Housing minister Soita Shitanda said that, if passed into law, the Built Environment Bill will tame rogue developers who are used to building sub-standard houses that cause much damage in the booming real estate sector.
“This Bill seeks to tame mediocrity in the construction sector and assure the public of quality workmanship in the houses they live in,” Mr Shitanda said adding that no developer shall commence any construction work unless all the plans and permits have been approved.
The proposed law seeks to make it mandatory for every developer to make a brief description of the nature and purpose of the development and a report in line with the Environmental Management and Coordination Act prior to authorisation.

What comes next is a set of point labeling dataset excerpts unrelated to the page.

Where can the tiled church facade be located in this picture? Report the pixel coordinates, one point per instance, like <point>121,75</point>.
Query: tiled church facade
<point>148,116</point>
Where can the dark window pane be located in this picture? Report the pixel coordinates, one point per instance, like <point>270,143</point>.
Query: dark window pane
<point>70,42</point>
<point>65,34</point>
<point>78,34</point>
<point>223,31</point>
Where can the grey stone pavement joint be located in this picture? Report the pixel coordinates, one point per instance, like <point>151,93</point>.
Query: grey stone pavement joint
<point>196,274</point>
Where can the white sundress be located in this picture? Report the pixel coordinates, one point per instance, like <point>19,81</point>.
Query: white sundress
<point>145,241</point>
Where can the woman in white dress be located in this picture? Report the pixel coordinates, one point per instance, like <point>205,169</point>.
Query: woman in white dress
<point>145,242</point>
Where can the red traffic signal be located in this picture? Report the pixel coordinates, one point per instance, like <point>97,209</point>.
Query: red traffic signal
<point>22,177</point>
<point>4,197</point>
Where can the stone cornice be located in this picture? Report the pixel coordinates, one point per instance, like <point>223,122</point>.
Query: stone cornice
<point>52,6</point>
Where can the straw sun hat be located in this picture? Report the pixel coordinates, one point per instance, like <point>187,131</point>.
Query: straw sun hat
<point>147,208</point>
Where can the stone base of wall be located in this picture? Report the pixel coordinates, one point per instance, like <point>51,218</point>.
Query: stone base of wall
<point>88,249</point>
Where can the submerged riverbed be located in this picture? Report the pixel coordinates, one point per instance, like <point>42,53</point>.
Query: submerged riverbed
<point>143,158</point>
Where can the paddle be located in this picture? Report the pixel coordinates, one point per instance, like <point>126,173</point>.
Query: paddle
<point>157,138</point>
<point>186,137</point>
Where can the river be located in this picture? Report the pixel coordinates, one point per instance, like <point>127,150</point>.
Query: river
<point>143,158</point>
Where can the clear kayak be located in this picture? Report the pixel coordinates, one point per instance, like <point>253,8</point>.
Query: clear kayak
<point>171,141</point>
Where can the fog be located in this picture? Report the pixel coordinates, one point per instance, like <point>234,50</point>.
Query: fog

Any developer who does not abide by the proposed law – especially seeking authorisation of the building before starting construction work – will be liable to a fine of at least Sh500,000 or imprisonment for a term of at least six months or both.
“Under the new law, there would be an “Accredited Checker” who will be charged with approving all structures in the country,” said housing PS Tirop Kosgey.
According to Mr Kosgey, the “Accredited Checker”, who must be a qualified structural or civil engineer with at least 15 years of post-registration experience, will be required to create a register of all the buildings in the country.
The proposed law will create a National Buildings Authority (NBA) that will oversee all the regulation in the sector while ensuring that all the 47 county governments comply with the provisions of the Act.
The NBA will also approve all building designs and plans, inspect all construction projects, issue occupation and maintenance certificates and maintain a register of buildings.
The authority will have the powers to order evacuation, maintenance, stopping of construction or demolition if a structure fails to conform to the provisions of the law.